In the present study, we found a trend towards a relative reduction of the PWV/LV-GLS ratio after 1 year in participants performing more intense MVPA, whereas no changes were observed for participants performing less MVPA (Figure 2), suggesting a possible dose-dependent effect of MVPA on ventricular-arterial coupling. When considering the attained PVW/LV-GLS at year one, depending on the level of performed physical activity, the present study revealed a significantly higher PWV/LV-GLS ratio in active compared with very active participants (Figure 2A). When comparing PWV and LV-GLS at year one separately, there were no significant differences between group 1 and group 2 (data not shown). Figure 2B displays the fold changes in PWV/LV-GLS ratio at year 1 of physical activity compared with baseline, with a trend towards a decrease in group 1, and no significant changes in group 2.

In a large cohort including 569 patients with AMI, PWV/LV-GLS ratio was worse in patients with AMI at higher risk for cardiovascular complications and independently associated with a composite endpoint of all‐cause mortality, stroke, or myocardial infarction [15]. Whereas the ratio hence may be a predictor of cardiovascular prognosis, it is not known if improved PWV/LV-GLS correlates with a reduced CVD risk.

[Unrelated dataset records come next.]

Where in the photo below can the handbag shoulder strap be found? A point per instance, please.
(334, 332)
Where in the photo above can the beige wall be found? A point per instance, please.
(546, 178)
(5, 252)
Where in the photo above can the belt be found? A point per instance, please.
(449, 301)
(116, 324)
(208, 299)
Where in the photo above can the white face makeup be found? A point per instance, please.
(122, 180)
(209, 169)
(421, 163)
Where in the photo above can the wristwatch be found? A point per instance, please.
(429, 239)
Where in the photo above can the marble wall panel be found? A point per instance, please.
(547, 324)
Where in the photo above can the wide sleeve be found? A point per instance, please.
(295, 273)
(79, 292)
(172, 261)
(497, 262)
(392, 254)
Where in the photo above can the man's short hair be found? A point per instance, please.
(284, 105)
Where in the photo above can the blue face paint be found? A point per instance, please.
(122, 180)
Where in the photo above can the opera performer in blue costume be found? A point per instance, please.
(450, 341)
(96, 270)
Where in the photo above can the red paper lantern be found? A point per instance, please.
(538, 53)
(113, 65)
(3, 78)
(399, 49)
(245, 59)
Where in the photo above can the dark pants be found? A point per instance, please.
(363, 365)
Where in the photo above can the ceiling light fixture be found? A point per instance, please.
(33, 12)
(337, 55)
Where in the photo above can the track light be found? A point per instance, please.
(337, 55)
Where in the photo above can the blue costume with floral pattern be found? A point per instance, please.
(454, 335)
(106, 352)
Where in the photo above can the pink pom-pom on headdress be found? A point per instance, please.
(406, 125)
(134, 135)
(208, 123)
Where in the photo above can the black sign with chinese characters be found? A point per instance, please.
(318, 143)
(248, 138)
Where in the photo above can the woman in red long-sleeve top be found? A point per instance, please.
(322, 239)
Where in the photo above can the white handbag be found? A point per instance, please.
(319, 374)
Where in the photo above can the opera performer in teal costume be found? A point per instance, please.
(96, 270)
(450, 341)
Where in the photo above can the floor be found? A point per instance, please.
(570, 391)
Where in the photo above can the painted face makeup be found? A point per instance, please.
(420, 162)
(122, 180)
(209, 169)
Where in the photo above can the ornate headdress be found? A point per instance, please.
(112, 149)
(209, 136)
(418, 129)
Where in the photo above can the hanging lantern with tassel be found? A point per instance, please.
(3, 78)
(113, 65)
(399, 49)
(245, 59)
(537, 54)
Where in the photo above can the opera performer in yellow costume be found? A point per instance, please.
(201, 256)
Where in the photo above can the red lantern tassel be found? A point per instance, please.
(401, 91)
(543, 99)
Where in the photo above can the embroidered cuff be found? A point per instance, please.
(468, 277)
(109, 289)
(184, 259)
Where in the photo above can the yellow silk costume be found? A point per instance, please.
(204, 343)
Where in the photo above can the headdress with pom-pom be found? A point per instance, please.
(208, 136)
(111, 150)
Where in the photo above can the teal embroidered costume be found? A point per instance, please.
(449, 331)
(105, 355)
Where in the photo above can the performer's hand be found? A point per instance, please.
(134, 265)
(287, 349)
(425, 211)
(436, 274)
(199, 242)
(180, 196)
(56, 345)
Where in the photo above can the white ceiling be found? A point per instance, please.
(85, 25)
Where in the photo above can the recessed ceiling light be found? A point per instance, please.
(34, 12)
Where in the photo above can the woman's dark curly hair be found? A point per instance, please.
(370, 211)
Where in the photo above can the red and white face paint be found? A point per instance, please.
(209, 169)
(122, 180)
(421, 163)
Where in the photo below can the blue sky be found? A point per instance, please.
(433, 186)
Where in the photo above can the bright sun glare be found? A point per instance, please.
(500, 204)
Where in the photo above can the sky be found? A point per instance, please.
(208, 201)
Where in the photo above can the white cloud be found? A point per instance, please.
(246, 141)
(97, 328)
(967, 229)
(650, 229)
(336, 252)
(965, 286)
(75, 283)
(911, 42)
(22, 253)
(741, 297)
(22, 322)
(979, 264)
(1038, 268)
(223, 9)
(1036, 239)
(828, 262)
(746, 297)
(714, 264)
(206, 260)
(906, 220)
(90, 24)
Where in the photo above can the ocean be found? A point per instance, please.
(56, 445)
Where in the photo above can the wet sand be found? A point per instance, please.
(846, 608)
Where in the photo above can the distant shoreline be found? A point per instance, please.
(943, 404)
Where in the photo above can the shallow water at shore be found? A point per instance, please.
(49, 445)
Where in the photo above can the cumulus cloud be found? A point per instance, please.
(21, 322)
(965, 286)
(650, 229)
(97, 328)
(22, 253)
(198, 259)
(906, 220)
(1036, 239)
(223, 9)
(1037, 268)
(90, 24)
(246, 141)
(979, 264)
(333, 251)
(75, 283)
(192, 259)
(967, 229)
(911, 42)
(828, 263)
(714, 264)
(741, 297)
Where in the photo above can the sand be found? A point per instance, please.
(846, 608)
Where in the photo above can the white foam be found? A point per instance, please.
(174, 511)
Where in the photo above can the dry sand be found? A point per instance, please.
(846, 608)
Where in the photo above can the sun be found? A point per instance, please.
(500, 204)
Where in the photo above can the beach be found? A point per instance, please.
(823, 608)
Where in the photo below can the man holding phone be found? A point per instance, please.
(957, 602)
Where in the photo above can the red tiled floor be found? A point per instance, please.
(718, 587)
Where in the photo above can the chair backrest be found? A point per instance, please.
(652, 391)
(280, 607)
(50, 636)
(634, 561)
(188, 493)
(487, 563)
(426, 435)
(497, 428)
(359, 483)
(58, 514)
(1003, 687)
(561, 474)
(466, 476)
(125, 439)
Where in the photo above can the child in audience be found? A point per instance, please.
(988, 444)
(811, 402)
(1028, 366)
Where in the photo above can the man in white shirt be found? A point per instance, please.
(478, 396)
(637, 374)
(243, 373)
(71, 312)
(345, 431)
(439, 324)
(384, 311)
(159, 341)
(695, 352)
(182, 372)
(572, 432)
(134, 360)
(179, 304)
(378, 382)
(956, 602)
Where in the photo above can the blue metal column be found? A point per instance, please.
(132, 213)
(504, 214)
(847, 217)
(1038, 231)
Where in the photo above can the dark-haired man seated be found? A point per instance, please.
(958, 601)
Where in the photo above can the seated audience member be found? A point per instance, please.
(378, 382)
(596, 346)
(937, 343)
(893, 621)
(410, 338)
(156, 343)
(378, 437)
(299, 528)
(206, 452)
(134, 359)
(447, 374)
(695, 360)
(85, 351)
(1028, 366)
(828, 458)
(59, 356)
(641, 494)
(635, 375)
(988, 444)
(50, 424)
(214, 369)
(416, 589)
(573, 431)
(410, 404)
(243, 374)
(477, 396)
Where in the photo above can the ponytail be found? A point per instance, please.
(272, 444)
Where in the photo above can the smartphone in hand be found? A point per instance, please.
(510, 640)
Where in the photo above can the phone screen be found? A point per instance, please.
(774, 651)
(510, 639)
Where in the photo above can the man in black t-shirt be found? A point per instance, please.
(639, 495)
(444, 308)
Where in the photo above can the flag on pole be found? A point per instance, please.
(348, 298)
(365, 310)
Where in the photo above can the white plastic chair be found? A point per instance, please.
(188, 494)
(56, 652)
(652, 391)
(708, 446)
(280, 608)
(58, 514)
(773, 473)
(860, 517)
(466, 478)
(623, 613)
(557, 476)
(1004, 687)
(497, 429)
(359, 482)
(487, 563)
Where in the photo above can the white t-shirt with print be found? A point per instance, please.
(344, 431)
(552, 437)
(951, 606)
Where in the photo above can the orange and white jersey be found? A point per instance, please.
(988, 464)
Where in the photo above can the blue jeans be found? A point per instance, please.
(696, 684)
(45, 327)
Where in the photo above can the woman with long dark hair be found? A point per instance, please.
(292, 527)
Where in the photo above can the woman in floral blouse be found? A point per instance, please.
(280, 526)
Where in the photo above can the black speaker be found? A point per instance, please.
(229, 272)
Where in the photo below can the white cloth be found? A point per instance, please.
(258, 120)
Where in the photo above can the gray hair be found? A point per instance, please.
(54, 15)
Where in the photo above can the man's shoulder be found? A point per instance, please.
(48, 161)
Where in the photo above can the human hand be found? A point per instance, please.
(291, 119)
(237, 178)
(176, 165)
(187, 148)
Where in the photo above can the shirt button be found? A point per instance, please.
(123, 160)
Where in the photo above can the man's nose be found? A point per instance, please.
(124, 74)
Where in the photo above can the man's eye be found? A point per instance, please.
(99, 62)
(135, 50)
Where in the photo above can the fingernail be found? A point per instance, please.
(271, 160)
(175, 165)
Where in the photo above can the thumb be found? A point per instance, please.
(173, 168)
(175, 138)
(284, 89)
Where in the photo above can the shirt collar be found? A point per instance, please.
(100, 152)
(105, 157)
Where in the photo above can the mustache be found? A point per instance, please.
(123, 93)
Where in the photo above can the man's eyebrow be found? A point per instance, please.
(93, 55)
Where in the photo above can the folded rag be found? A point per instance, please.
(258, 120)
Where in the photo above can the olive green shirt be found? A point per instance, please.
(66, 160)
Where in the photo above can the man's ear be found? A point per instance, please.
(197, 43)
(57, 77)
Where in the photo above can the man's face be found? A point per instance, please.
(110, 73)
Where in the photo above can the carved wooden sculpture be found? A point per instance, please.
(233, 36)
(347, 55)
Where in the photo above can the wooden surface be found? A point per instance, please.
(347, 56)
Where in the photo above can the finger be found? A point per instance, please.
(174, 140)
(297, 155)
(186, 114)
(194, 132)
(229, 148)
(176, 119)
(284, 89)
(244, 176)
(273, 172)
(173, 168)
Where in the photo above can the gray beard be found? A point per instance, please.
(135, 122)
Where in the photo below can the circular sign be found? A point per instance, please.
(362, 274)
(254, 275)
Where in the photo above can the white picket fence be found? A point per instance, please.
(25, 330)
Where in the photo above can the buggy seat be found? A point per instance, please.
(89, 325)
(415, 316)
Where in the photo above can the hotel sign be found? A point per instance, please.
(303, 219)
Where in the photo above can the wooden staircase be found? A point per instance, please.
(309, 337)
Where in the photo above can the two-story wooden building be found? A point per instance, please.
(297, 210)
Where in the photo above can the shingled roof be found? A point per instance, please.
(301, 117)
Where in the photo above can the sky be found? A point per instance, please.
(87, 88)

An explanation for the improved PWV/LV-GLS ratio among patients performing MVPA in the first year of follow-up in the present study may be that the physical activity was supervised and coached carefully, which increased the adherence and led to a more intense MVPA.

Combining arterial stiffness with myocardial deformation provides a measure of ventricular-arterial interaction that can be obtained using standard non-invasive and reproducible measures. However, PWV and LV-GLS may be influenced by sex, age, and blood pressure, and reference values across different populations remain to be established. The need for complete data on PWV, GLS, and physical activity led to the exclusion of n = 11 participants (Figure 1), which means that selection bias for these parameters cannot be excluded. The observations’ borderline statistical significance is also acknowledged as a limitation of the present study, which may be the result of the limited sample size with insufficient power. The results should hence be interpreted with care. Previous results from PARA 2010 have shown that physical activity provides interrelated improvements in vascular stiffness and diastolic function [3]. Further larger studies are needed to determine if physical activity can improve the arterial-ventricular coupling as measured by PWV/LV-GLS and to determine the relative changes in PWV vs. LV-GLS.

In summary, the present study reports a trend towards improved PWV/LV-GLS ratio in participants performing a high MVPA, by being the most adherent to the program, compared to the group performing less MVPA (and being less adherent to the program) after one year of coached physical activity. Nevertheless, the attained PWV/LV-GLS ratio at year 1 was significantly lower after high compared with low MVPA. In conclusion, these results suggest that the PWV/LV-GLS ratio reflects improved ventricular-arterial coupling by physical activity in RA patients.